The industry has been talking for years about how agencies and brands need to evolve their MOs, and how those that don’t will be left behind in programmatic and data’s dust as the likes of Google and Amazon recast roles and priorities. Despite all that being acknowledged (grudgingly), we are still shocked when legacy agency brands go dark. On an intellectual level, we’re not really surprised, but on a gut level, it’s a reality check – or blow.

So Q1 has been a sobering news cycle. While digesting the folding of Y&R into Taxi, the closure of Lowe Roche and the absorption of TBWA into Juniper Park (amid headlines about falling stocks), it’s hard not to brood over what’s next.

But beyond the obvious dark thoughts about careers in drone fleet management, is it also a sign that the industry has tipped towards what the pundits have been calling for – reinvention?
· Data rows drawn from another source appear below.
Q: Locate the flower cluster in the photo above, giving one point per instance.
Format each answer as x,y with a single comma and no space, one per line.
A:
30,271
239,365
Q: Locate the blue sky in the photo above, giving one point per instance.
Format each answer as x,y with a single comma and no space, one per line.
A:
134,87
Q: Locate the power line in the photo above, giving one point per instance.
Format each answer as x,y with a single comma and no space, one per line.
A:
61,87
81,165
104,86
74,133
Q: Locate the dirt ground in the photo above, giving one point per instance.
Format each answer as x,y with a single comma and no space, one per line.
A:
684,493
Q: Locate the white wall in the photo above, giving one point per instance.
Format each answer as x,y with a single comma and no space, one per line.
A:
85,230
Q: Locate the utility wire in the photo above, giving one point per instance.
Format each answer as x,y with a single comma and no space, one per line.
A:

Over at Juniper Park they’ve been quietly taking on the world from Toronto, leading work globally due to differentiated abilities in areas like design. The shop was originally set up as an alternative model, staffed with skill sets that at the time were not the typical agency mix, like journalists and a broader swathe of design experts. It worked. Juniper Park\TBWA CEO Jill Nykoliation says the merger was needed because they couldn’t grow fast enough organically to meet the demands.

And they’re not the only shop that’s been successful on the world stage. Leo Burnett Toronto’s CEO/CCO Judy John’s creative lead on “#LikeAGirl” is a prominent example of collaboration, and there are a lot more of those stories. The innovation at indies, like PR shop North Strategic’s video arm Notch or Zulu Alpha Kilo’s content studio Zulubot, is also a sign that reinvention is well underway. Signs of more disruptive reinvention – BETC just launched a record label with Universal’s Polydor; Collective Digital Studio was launched by a former talent agent and now Canada’s TV nets are in the MCN space, why not agencies?
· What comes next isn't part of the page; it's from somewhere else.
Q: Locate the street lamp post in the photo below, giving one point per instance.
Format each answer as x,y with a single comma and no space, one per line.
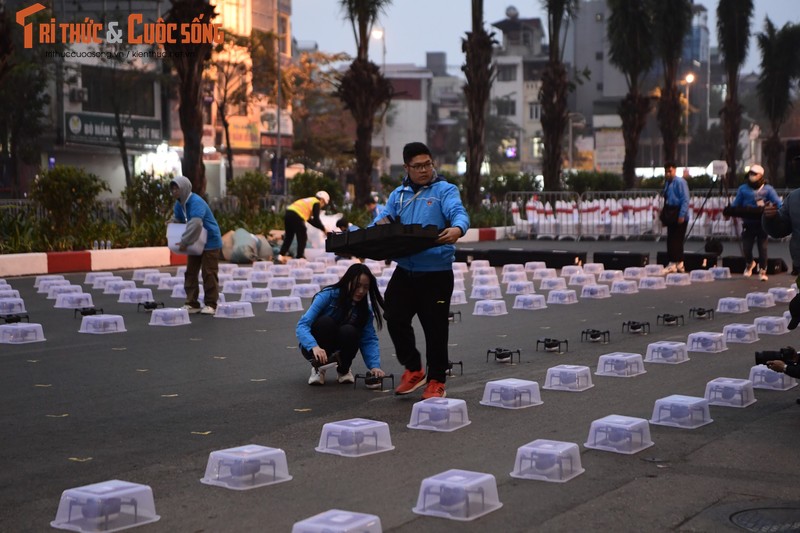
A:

Taxi CCO Paul Lavoie feels the sky won’t fall on the ad business because there are too many smart problem-solvers to let that happen. “Just as Uber and Airbnb have disrupted their industries, expect that to happen in our space as well.”

As focus shifts to new disciplines, a less geo-specific and streamlined agency roster, and more collaboration and consolidation, there will be more casualties. So it’s important to learn from what works now, and act on it to build the right capabilities and credentials. That’s the real reward behind AOY or the CASSIES, and growth area benchmarks like AToMiC and Shopper Innovation Awards.

So congrats to the Brands of the Year and their partners. Today the best creative contribution is a killer strategy – one that not just delivers in Q2, but reinvents a brand for the long haul. Those who invest in that journey, from data and content to VR and whatever sci-fi comes next, will get to the good side of disruption.